Great movie, a reticent statement made with fresh acting
I can see where the previous commentator came from. However, maybe biased by my own liking of mellow and subtle plot-weaving, I enjoyed the overall picture painted by the music, 2 main actors, and the parents and June.
I personally favor this movie because it doesn't construct/explain explicitly the events and personality surrounding each character as concrete context of the story, which is often a technique used by mainstream films to materialize climax and logic of a movie's plot (e.g. she acts/feels this way because it was established that she was such and such...).
Therefore I suppose the reason so many people like this movie literally across the globe (mainly observed on forums from the United States, Taiwan, Hong Kong, China, Philippines, and Europe), is because it uses a Thai case to exemplify humanity's constrained reaction toward its surrounding.
Without spoiling the movie, I am referring to the scenes the director ended up choosing as plot construction regarding characters' emotions and actions. Instead of picking the conventional expression that would usually indicate 'sad', 'she is going to blow up', and 'angry', the scenes selected to continue the flow and plot of the movie are rather life-like: Life doesn't always present significant events with significant background music and conventional cues, which often supports both the actors and audiences in moving the drama (or movie in this case) along.
So my friends and I love the movie for such illumination that: if the contemporary cultures often internalize certain procedures, cues, and embodiment that connect external events and internal reactions/feelings, what are humans to do in a real world that is not tamed by our rule?
Maybe from a more speculative audience's eye: what can we possibly do if we cannot bear to lose the one we love, and what if we go on life without loving anyone at all?

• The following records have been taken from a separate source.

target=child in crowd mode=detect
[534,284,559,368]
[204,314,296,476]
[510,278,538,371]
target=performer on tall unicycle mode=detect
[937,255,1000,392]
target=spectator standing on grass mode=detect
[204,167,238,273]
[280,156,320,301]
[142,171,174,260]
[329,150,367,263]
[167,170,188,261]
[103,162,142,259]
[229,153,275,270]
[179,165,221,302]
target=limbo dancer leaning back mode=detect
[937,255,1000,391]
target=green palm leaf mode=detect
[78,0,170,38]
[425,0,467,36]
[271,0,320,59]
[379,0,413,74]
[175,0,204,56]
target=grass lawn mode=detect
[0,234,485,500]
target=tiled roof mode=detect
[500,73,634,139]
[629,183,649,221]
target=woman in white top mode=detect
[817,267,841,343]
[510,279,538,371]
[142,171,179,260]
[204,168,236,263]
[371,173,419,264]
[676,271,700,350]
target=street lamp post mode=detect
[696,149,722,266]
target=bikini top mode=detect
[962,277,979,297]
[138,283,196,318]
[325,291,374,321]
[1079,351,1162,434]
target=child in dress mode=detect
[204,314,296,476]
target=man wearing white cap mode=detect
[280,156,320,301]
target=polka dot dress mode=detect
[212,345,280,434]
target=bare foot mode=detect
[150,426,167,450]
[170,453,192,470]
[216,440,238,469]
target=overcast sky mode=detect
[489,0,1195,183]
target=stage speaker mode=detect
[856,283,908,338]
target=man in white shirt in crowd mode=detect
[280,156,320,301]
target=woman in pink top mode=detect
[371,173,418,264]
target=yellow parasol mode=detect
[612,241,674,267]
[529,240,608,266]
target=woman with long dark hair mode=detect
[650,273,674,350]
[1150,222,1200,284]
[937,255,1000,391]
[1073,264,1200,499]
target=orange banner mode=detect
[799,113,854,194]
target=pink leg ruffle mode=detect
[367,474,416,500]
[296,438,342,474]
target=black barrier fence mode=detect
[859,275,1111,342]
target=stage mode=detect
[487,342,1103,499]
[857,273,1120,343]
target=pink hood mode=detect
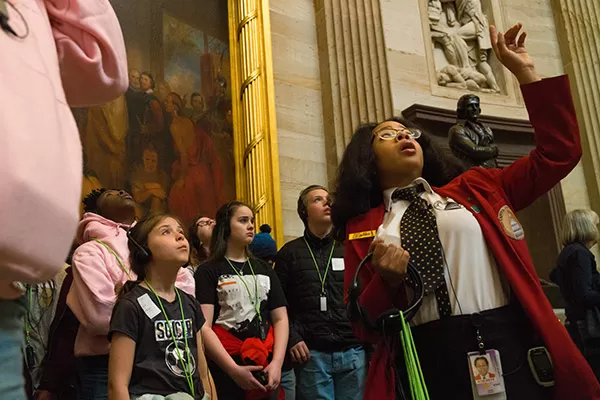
[0,0,127,283]
[67,213,195,356]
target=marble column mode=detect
[315,0,393,181]
[552,0,600,212]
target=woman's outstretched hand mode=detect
[490,24,541,85]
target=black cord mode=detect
[0,0,29,39]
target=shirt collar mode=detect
[383,177,433,211]
[304,228,333,247]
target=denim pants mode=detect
[296,347,367,400]
[0,299,27,400]
[76,355,108,400]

The movie achieves a 9/10 for me despite its weak elements (some acting are definitely...not so great, but I don't speak Thai and don't know the culture), exactly because it constructs a unconventional platform (the acting, climax-devices, the music, and plot) and operates consistently along its story-telling (a gradually broadening perspective of love across generation (Mew-grandmother), time/space (Tong's family & sister), gender (Mew & Tong), and the peripheral Others (the Chinese-Thai Ying and her crush on Mew, and the Catholic family)).